Say you have a biased coin that comes up Heads 80% of the time. (I like to imagine that the Heads side has a portrait of Bernoulli.) Flip it 100 times. The naïve way to report the outcome—just report the sequences of Headses and Tailses—costs 100 bits. But maybe you don't have 100 bits. What to do?

One thing to notice is that because it was a biased coin, some bit sequences are *vastly* more probable than others: "all Tails" has probability 0.2^{100} ≈ 1.268 · 10^{−70}, whereas "all Heads" has probability 0.8^{100} ≈ 2.037 · 10^{−10}, differing by a factor of *sixty orders of magnitude*!!

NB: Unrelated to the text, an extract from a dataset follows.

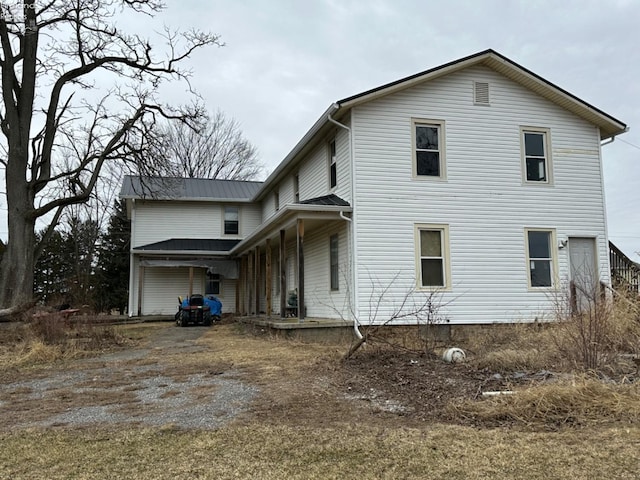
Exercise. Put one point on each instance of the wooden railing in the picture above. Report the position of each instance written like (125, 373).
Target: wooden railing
(625, 273)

Even though "all Heads" is the uniquely most probable sequence, you'd still be pretty surprised to see it—there's only *one* such possible outcome, and it only happens a 2.037 · 10^{−10}th of the time. You *probably* expect to get a sequence with *about* twenty Tails in it, and there are *lots* of those, even though each individual one is less probable than "all Heads."

Call the number of times we flip our Bernoulli coin *N*, and call the entropy of the coinflip *H*. (For the 80/20 biased coin, *H* is ⅕ lg 5 + 4/5 lg 5/4 ≈ 0.7219.)

It turns out for sufficiently large *N* (I know, one of *those* theorems, right?), *almost all* of the probability mass is going to live in a subset of 2^{NH} outcomes, each of which have a probability close to 2^{−NH} (and you'll notice that 2^{NH} · 2^{−NH} = 1).